Ever since, we rarely discussed what we went through, but I even have since realised that my family has been reliving the identical trauma for generations.

My great grandad was in a concentration camp throughout the First World War, then my grandad within the Second World War, and eventually my dad in Bosnia within the Nineties. I grew up wondering if this fate awaited me too.

Our plan was all the time to remain within the UK temporarily, but we learnt within the years since that our house had been torched. We still have the important thing to the house though because a component of us believes we’ll return sooner or later.

Smajo Beso: Bosnian genocide (for 30th anniversary on 11 July 2025)
I used to be awarded an OBE by King Charles for my work in genocide and Holocaust education (Picture: Smajo Bešo)

After highschool, I went to Newcastle University to check architecture, completing each my undergraduate and Master’s degrees. I began working as an architect before moving to the university to show architecture in 2016.

I’ve had the urge to inform my story ever since I used to be a toddler. It helped me feel like I used to be moving toward justice. Importantly, it helped me heal.

I got here to grasp that my story might be a strong tool for peacebuilding. Only by acknowledging the reality of the past can we construct a safer, more just future.

So I began sharing, anywhere people were willing to listen. A whole bunch of times a 12 months, up and down the country.

Holocaust Memorial Day Commemorated In London By UK Leaders And Luminaries
Holocaust survivor Rachel Levy (L) with Smajo Bešo (R) on the Holocaust Memorial Day Trust Day event 2025 (Picture: Dan Kitwood/Getty Images)

In 2020, I established the Bosnian Genocide Educational Trust. Then in 2023, I used to be awarded an OBE by King Charles for my work in genocide and Holocaust education. I attended Buckingham Palace with my wife, Allija, and mam. It was an emotional day for all of us.

I have to say, I even have never been as frightened as I even have been over the past 12 months.
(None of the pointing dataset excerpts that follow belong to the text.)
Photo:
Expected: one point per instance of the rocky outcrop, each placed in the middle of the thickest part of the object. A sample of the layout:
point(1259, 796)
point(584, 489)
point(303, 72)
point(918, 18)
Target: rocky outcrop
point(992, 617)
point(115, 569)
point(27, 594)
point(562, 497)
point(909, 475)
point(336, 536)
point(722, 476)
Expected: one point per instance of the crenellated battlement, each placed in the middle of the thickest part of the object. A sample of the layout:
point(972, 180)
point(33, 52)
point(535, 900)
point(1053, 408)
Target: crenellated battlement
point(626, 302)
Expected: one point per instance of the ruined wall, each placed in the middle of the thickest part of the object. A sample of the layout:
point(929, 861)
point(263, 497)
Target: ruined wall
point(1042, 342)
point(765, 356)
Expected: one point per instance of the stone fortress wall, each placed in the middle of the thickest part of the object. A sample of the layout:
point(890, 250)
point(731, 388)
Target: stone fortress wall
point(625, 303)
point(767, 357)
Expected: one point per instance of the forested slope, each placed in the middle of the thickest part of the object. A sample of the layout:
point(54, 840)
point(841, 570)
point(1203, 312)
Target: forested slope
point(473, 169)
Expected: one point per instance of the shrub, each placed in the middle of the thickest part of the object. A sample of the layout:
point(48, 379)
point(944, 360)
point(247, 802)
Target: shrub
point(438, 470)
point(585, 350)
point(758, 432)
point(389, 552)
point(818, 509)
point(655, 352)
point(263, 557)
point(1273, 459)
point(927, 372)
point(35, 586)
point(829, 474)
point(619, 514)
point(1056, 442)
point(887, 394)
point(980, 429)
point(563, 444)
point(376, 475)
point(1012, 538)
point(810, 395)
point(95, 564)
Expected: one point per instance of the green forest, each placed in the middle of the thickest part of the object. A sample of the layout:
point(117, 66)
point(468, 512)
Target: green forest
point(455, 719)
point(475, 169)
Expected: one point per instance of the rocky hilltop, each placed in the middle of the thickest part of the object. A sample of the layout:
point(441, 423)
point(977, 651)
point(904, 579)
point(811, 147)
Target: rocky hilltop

The language utilized by far-right politicians today is eerily paying homage to the rhetoric Serb and Croat nationalists utilized in the Nineties.

Despite every little thing my parents experienced in Bosnia, they continue to be beacons of strength, hope, and inspiration. We just celebrated my dad’s 73rd birthday and my mam’s sixty fifth. They were surrounded by all their children and grandchildren, it was an exquisite day.

My parents all the time say, those that tried to exterminate us, to interrupt our spirit, to dehumanise us, only managed to dehumanise themselves.

Yet here we’re, three generations together, energetic, love, and laughter.